Rapid grocer Getir has acquired its rival Gorillas in a deal which values the combined companies at around $10bn.

“This move underscores how Getir leads consolidation in this sector,” Getir said.

The terms of the deal were not shared by Getir when the acquisition was announced this afternoon.

“Markets go up and down, but consumers love our service and convenience is here to stay,” said Nazim Salur, founder of Getir. “The super-fast grocery delivery industry will steadily grow for many years to come and Getir will lead this category it created seven years ago.”

Speculation about the acquisition had been rife in recent months, with reports it would be an all-stock deal, meaning Gorillas investors wouldn’t receive any cash but see their Gorillas shares converted into Getir ones. Other reports suggested Gorillas investors had been expected to inject $100m into the business to secure the deal.

The Financial Times, citing people familiar with the terms, reported some investors would receive around $40m in cash as well as equity. However, many backers are understood to have been left with little or no return on their investment.

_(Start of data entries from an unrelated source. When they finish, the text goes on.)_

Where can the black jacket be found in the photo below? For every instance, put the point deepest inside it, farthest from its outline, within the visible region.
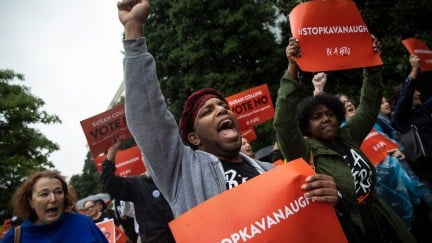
(152, 211)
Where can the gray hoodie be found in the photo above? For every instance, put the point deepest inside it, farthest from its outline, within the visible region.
(185, 177)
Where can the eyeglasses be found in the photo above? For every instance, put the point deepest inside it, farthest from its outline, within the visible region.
(87, 209)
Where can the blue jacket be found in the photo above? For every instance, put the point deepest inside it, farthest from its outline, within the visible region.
(69, 228)
(404, 115)
(186, 177)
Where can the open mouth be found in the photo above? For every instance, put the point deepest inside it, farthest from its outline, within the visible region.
(52, 211)
(226, 124)
(328, 128)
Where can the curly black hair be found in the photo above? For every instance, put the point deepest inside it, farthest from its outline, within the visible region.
(309, 104)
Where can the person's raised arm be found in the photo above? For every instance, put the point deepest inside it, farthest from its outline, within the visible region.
(319, 81)
(415, 65)
(132, 15)
(292, 51)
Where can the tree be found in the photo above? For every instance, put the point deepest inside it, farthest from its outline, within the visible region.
(226, 45)
(23, 149)
(89, 181)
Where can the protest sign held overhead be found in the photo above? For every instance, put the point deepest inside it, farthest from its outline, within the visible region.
(128, 162)
(420, 49)
(252, 107)
(269, 208)
(332, 36)
(101, 130)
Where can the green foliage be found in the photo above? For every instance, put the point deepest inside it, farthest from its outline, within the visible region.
(88, 182)
(23, 149)
(226, 45)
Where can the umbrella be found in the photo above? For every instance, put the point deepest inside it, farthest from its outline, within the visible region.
(104, 196)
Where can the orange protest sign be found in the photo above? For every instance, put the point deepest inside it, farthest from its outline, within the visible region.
(332, 36)
(128, 162)
(268, 208)
(108, 229)
(376, 145)
(420, 49)
(253, 106)
(248, 133)
(101, 129)
(121, 237)
(279, 162)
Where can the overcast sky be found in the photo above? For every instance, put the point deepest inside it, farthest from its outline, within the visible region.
(70, 54)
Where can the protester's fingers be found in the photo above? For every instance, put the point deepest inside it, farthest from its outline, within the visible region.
(325, 195)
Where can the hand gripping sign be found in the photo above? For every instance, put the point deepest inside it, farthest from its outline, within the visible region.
(376, 145)
(332, 36)
(420, 49)
(268, 208)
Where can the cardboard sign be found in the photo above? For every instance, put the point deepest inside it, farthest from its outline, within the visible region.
(128, 162)
(248, 133)
(420, 49)
(332, 36)
(108, 229)
(252, 107)
(268, 208)
(100, 130)
(376, 145)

Getir provided no detail on how the two operations would be integrated, however given that many of the two companies’ dark stores are located in similar areas, job cuts and closures would appear likely.

“We will do our best to welcome people incoming from Gorillas as we remain determined to continue redefining the industry of groceries,” Nazim Salur’s son and company co-founder Mert Salur said in a LinkedIn post.

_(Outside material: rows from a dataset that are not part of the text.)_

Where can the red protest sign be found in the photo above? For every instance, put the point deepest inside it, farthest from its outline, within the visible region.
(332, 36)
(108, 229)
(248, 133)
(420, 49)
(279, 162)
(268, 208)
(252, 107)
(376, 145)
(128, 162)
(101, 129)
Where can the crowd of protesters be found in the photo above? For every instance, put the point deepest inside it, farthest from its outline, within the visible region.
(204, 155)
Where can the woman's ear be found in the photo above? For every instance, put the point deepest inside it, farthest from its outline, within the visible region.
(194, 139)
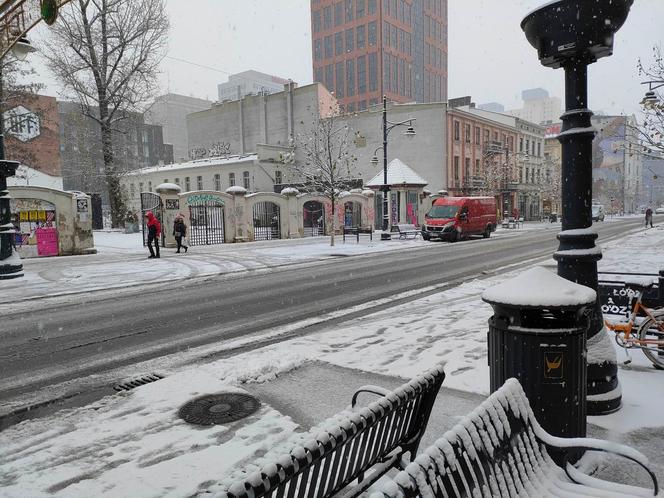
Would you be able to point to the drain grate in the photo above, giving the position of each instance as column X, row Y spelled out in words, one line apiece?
column 219, row 408
column 141, row 381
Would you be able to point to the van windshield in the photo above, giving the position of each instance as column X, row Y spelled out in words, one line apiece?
column 443, row 211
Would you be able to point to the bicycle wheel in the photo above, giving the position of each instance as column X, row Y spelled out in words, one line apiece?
column 653, row 329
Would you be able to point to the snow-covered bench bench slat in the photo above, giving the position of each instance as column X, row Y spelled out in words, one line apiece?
column 375, row 439
column 407, row 229
column 501, row 450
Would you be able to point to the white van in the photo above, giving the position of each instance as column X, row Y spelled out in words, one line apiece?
column 598, row 212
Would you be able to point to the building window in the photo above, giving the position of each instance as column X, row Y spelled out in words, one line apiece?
column 338, row 43
column 329, row 77
column 327, row 43
column 327, row 17
column 318, row 49
column 350, row 12
column 373, row 72
column 359, row 8
column 371, row 35
column 350, row 77
column 339, row 82
column 361, row 34
column 316, row 18
column 338, row 14
column 350, row 40
column 361, row 75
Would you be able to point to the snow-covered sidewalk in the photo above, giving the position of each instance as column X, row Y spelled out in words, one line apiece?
column 134, row 444
column 121, row 262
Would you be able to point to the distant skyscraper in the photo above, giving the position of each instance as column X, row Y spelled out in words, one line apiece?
column 249, row 83
column 538, row 107
column 492, row 107
column 363, row 49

Getir’s UK general manager Kristof Van Beveren said the acquisition will allow the company to “reach even more customers with strengthened service” and “reaffirms our long-term commitment and dedication to the sector”.

Consolidation in the quick-commerce sector began shortly after its arrival in the UK during the pandemic, however the deal marks the first major acquisition in the still-burgeoning sector.

Having been in hyper-growth mode for some time – through the heady days of 2021 when venture capitalists ploughed $5bn into the sector, according to PitchBook data – more recently the surviving rapid grocers have shed staff and closed dark stores as they seek the ‘path to profitability’ demanded by restless investors.

According to a source with knowledge of the matter, it is understood there is bad blood between Getir and Gorillas CEO Kağan Sümer, stretching back to his days as a consultant in Istanbul, working with Getir.

There are some at the company that “would love nothing more” than to “kill the Gorillas brand” the source said.

The FT reports Sumer is expected to leave the company.

The acquisition leaves Getir with one major rival in the UK, Gopuff, and one other player, Zapp, which is considerably smaller.

“Despite poor economic performance, it’s good to know the Gorillas legacy shall live on,” said Quaid Combstock, Jiffy’s former head of delivery operations and now a q-commerce consultant. “Of course, the overall purchase price is far below what investors has hoped to achieved, but it far exceeds what I personally expected.

“Despite a higher than expected purchase price, there is a benefit to Getir, with lots of overlaps between the two companies, so there will great opportunity for cost savings. That said, there will inevitably be job losses which will be sad to see,” Combstock added.